Molina recupera su memoria
Parece fuera de toda duda que la poesía española gravita, desde hace décadas y aparte de la estética vanguardista, entre la machadiana «palabra en el tiempo», contemplativa y testimonial, y la búsqueda de la ensoñada belleza, inasible y huidiza, postulada por Juan Ramón Jiménez. Pero existe una tercera vía, original y poco frecuentada, en la que se aúnan ambas sensibilidades artísticas, resultando una poética realista e inmaterial a la vez, donde la experiencia personal y la espiritualidad visionaria mantienen un equiparable protagonismo.
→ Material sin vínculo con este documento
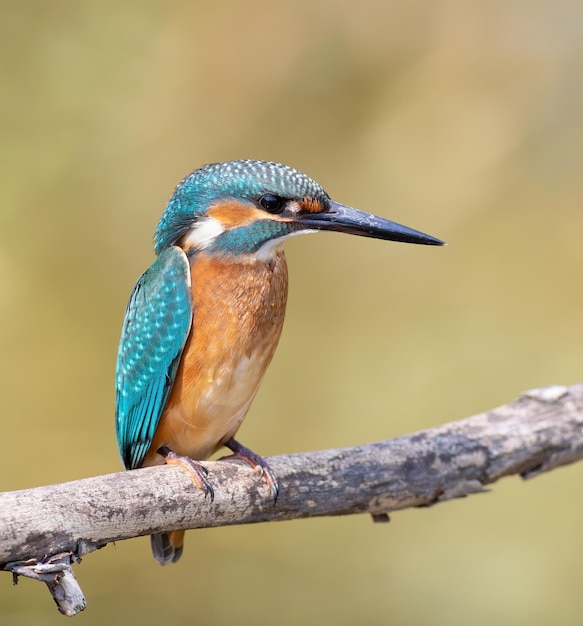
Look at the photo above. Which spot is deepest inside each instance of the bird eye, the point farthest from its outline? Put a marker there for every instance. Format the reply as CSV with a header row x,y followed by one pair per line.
x,y
272,204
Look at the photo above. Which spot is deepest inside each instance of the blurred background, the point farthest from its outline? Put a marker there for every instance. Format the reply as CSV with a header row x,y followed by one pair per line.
x,y
462,119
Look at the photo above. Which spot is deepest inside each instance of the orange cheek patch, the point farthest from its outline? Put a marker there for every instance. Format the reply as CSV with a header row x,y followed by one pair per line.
x,y
234,214
311,205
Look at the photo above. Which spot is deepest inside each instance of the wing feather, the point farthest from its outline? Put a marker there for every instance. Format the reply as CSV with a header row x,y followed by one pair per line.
x,y
157,322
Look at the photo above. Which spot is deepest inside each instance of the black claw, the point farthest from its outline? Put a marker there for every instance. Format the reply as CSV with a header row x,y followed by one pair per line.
x,y
241,453
198,471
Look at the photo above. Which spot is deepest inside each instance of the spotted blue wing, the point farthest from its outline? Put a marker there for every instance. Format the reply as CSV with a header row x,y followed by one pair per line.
x,y
156,325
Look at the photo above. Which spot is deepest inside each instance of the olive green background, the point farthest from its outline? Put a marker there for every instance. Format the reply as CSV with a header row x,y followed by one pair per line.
x,y
462,119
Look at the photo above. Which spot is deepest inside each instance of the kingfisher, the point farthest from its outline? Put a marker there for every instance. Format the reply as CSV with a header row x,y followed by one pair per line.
x,y
204,320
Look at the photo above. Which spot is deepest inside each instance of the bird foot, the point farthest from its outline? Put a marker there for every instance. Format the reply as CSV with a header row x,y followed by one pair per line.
x,y
197,470
259,465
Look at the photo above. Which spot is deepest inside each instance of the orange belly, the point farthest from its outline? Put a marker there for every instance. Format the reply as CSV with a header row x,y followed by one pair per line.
x,y
238,315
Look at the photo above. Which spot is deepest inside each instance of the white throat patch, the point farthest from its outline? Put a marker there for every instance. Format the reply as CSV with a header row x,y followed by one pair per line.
x,y
204,232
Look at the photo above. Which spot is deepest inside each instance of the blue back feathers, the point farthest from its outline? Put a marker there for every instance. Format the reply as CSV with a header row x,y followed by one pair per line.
x,y
159,313
244,181
156,325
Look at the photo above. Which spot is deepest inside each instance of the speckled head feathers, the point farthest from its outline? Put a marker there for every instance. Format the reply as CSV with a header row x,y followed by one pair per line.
x,y
243,181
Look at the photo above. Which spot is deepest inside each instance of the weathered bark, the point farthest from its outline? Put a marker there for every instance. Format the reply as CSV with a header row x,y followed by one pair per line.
x,y
39,527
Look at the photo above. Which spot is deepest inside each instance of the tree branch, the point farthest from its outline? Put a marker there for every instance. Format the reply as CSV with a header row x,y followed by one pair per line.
x,y
44,529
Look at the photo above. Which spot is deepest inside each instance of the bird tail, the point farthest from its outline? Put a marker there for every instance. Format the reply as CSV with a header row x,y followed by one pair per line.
x,y
167,547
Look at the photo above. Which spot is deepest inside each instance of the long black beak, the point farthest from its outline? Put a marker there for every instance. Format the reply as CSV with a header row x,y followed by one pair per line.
x,y
345,219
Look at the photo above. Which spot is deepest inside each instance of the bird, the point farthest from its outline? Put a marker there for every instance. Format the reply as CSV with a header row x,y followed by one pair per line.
x,y
204,320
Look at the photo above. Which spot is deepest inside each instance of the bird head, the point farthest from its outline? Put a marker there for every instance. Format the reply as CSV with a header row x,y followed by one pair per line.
x,y
249,207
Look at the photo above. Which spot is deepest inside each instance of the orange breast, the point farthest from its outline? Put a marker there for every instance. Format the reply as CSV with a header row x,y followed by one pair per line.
x,y
239,310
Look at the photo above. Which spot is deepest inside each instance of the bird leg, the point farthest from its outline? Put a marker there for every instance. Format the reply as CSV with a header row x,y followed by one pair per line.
x,y
197,470
241,453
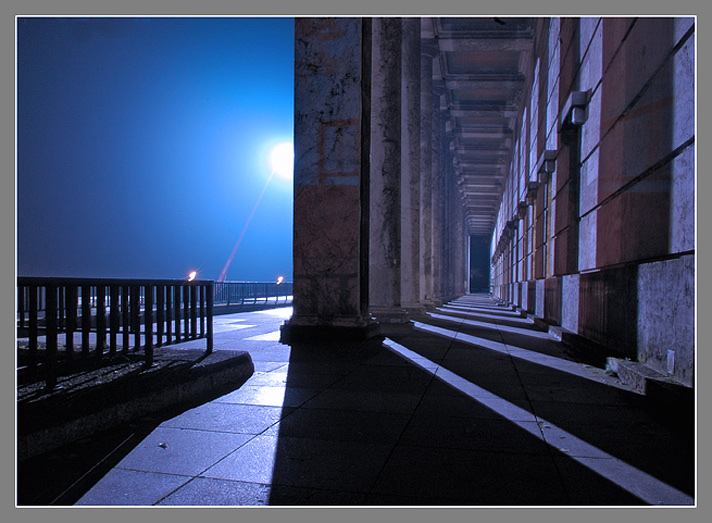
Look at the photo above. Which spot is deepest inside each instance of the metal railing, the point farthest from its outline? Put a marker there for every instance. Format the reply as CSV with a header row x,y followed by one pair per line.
x,y
151,312
245,292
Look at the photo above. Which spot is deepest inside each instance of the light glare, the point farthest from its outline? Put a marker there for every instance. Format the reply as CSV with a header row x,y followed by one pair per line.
x,y
282,160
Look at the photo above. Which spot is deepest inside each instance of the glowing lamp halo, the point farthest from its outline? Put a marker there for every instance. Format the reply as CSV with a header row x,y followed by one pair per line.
x,y
281,159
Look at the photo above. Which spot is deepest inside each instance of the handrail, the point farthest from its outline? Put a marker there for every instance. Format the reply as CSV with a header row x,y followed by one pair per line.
x,y
178,309
244,292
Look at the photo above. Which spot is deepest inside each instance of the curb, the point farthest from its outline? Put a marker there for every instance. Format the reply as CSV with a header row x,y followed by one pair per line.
x,y
58,420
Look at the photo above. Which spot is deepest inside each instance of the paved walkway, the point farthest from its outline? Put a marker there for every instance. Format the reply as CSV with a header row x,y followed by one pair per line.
x,y
473,406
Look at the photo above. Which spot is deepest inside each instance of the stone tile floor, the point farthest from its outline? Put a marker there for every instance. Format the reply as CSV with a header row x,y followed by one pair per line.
x,y
474,406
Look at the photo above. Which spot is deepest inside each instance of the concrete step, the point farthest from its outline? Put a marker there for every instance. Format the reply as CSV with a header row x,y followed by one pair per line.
x,y
94,401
César Antonio Molina (La Coruña, 1952), poeta de sólida formación clásica, pudiera muy bien representar esta integradora opción, a través de una reconocida trayectoria que incluye poemarios como «Para no ir a parte alguna» (1994), «Olas en la noche» (2001), «Eume» (2008) y «Cielo azar» (2011), a los que cabe ahora añadir «Calmas de enero», un libro que recoge sus mejores referentes temáticos y formales: la añorada juventud, el ineludible paso del tiempo, la sabiduría de la madurez, la admirada belleza clásica, las evocadas geografías de la memoria, la emotividad amorosa o el elogio de la cotidianidad.
Bloques de basalto
Contienen así estas páginas poemas de una reflexiva narratividad como «Por entre los bloques de basalto»: «La vejez es una/ edad literaria, uno se hace ya personaje/ de sí mismo» o un sentimental historicismo en «En los campos de Flandes»: «Entre amar y no amar un hilo,/ un puente más corto y estrecho que el de los suspiros». Sin olvidar la iconografía esteticista y un punto decadente de «Sentado en el teatro griego de Taormina» y «En la plaza Saad Zaghloul el vacío me cercó», o la dolorida sensualidad de «Cracovia bajo la nieve», el añorado retorno de «Regresar a mi ciudad», la característica imaginería intelectual de «En los cafés de París», el entusiasmo culturalista de «¡Salve!», la anecdótica trascendencia que se muestra en «Laura en la playa de Deauville», el objetualismo simbólico de «Vieja ánfora con el cuello roto» y «Morandi intercede por sus objetos», el impacto de la soledad afectiva en «...Y un embarcadero abandonado», o la fantasmagórica figuración de «En el vagón de Birkenau». Pero además de estos paisajes de la memoria, espacios del deseo, demarcaciones de la sensibilidad, este libro posee un arraigado tono de balance vital, asunción de la propia edad, y estóica melancolía existencial, fruto de «mi recién sesentena», logrado ejercicio de meditada rememoración íntima. Recorre insistentemente estos versos la idea del regreso a la figurada casa del equilibrio maduro, la ponderada mirada y el contemplativo devenir. Una particular modulación grave, aforística y sentenciosa imprime al conjunto la autenticidad de lo revivido, la justificada suficiencia –agridulce– de lo experimentado. Ilustración europea, humanismo temperamental, retórica horaciana y pautado clasicismo son algunas claves de un recorrido «Por las estepas de la vida», poema este que concluye proponiendo: «En los grávidos lechos de los deshielos/ cabalguemos contra el tiempo./ Por las estepas del amor vamos errantes».
Un poemario, en suma, que combina, con sensible inteligencia, el desencanto de la realidad con las conformadas expectativas de la madurez, la admirativa evocación de la juventud con la tranquila sabiduría de la experiencia, y la cercana sencillez de la coloquialidad con el culto rigor de los mejores referentes clásicos.